The narratives focus on patients who had devastating, irreversible and life threatening complications from devices that were approved by the FDA under rules that are more relaxed than those that apply to medications, food and beverages. Four recent devices found to be harmful are described by patients whose lives were altered forever by them. A doctor describes how he began suffering psychological effects after receiving a chrome-cobalt hip replacement. Several women detail how Essure, a permanent birth control device from Bayer, caused severe cramping and other symptoms. The devices later splintered into fragments when doctors tried to remove them.  All of the stories are heartbreaking, and also include that of a woman who could not have sex with her husband for eight years after receiving vaginal mesh. After doctors thought they removed most of it, fragments that were still embedded inside her cut her husband’s penis during an intimate moment. Another woman recounts how her colon began sliding out of her body after she had a hysterectomy that was performed using the Da Vinci Surgical System.

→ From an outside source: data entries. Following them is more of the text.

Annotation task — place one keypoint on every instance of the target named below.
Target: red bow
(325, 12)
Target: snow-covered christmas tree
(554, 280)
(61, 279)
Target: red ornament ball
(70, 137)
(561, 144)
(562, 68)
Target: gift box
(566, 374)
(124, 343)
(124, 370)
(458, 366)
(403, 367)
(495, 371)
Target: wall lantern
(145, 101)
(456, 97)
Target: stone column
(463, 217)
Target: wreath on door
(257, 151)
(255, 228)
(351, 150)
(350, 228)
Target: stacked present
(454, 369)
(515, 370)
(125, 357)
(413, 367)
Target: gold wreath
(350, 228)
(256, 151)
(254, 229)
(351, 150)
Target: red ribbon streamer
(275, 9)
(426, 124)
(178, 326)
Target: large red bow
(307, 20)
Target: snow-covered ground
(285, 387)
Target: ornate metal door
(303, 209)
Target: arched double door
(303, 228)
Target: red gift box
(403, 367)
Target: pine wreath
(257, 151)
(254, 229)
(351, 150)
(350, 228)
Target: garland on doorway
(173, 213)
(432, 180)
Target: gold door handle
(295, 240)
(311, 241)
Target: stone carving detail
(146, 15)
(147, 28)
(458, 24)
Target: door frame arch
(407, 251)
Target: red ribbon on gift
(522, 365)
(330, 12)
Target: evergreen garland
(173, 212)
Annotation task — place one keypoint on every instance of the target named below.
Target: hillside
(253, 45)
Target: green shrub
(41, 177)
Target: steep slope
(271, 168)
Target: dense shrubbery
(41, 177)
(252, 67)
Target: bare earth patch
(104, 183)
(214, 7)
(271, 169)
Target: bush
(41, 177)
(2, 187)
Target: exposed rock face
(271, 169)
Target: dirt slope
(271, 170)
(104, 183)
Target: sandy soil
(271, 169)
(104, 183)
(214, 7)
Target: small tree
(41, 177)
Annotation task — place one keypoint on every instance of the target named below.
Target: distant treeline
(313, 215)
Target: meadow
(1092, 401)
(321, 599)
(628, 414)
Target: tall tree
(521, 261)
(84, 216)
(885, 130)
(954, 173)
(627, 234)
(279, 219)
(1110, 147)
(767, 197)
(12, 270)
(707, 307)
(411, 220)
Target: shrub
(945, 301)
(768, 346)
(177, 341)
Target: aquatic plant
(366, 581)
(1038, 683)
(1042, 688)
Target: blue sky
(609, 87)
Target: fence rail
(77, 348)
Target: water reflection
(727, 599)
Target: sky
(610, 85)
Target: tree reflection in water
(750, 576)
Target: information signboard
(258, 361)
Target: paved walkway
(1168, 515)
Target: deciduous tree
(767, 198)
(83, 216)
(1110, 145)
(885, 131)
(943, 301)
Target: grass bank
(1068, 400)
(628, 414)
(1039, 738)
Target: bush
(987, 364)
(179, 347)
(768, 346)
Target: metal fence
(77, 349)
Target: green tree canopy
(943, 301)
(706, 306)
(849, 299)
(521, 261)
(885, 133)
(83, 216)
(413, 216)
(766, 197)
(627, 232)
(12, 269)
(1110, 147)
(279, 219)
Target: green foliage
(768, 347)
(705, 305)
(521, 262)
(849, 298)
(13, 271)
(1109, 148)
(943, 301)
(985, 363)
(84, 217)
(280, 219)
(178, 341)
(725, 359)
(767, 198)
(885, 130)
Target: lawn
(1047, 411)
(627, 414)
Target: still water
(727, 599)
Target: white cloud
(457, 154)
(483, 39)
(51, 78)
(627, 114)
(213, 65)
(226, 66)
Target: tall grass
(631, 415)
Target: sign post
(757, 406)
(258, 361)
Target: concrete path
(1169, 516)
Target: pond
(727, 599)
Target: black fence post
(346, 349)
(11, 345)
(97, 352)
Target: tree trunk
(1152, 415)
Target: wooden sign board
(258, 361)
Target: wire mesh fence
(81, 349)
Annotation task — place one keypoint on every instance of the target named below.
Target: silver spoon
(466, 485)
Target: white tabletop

Inter-cut with these patient stories are interviews with medical experts, including those who worked for the FDA and were pressured to keep quiet about potential issues with various devices. Dick also relies heavily, as he has in the past, on graphics and text. I was happy to see that he uses the former with a little more restraint than he did in The Hunting Ground. All of it adds up to a very damming indictment and an incredible viewing experience. Here is a director who cranks out documentaries at a fairly rapid pace, and yet they never seem like the same film. There are trademark flourishes of course, but unlike Michael Moore, Dick doesn’t seem to hit the same beats every damn time. This is one of the most difficult to watch films of the year, but also one of the most important. Miss this at your own risk.